Count Apeldio spoke with a dark expression.
Though only a Grand Chevalier and not yet a Meister sword-saint, he was a knight of outstanding potential, called a genius of the sword even in his late twenties.
Yet despite qualifications that placed him among the most likely candidates to become the next Meister, his greatest flaw—for a swordsman—was an excessively timid and cautious personality.
“Count Apeldio. Idle thoughts breed hesitation, hesitation shakes a knight’s blade, and a shaking blade harbors weakness. Do you intend to disgrace His late Majesty by having appointed a knight with weakness in his blade as commander of an imperial knight order?”
“C-Count Landerck…”
Count Steiner Landerck conveyed heavy sincerity to the talented young knight from a prestigious house who had reached Grand Chevalier at a young age.
“Fear not your enemies, Count Apeldio.

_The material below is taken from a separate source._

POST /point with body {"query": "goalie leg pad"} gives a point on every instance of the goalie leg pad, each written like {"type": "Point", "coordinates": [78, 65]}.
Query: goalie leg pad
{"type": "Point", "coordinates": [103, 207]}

We have sworn loyalty to the Felberg Empire and the imperial house—we must hold our ground firmly no matter the circumstances.”
At his counsel, Count Apeldio merely nodded silently in place of a reply.
Kain strode boldly toward the center of the grand plaza, filled with at least tens of thousands of people.
Receiving the desperate, hopeful gazes of countless imperial citizens, Kain walked with majestic confidence.
Once infamous as a wastrel, now the last hope of a crumbling Empire, Kain showed no sign of being daunted despite the attention of tens of thousands—he walked with overflowing confidence.
“Your Highness. This pace is appropriate. Maintaining this speed would be best.”
At Baron Heinrich Denver’s voice from his left, Kain answered with a small nod.
Behind Kain as he walked toward the center followed his personal escort and the loyalist imperial nobles, matching his pace.
“No abnormalities so far.”
While walking behind Kain, Baron Heinrich Denver kept watch on the signalers placed throughout the grand plaza.
If trouble arose, signalers in the relevant sector would raise a red flag, or mages from the imperial knight orders would fire a red signal into the sky.
Upon seeing a red flag or red signal, not only the grand plaza but every loyalist force in the inner and outer citadels and across the entire capital Granada would act simultaneously according to the pre-arranged operation plan.
The Imperial Guard and knight orders stationed in the inner citadel and palace, as well as the capital garrison, would mobilize immediately.
Until special orders were given, the four Capital Legions under the Imperial Central Army would seal the capital Granada and deny all external entry.
“You must now ascend the throne.”
While Kain finished reading the prepared speech and the crowd in the grand plaza erupted in thunderous applause, Aaron Valerian—the knight of the Emperor’s Cult—approached and whispered.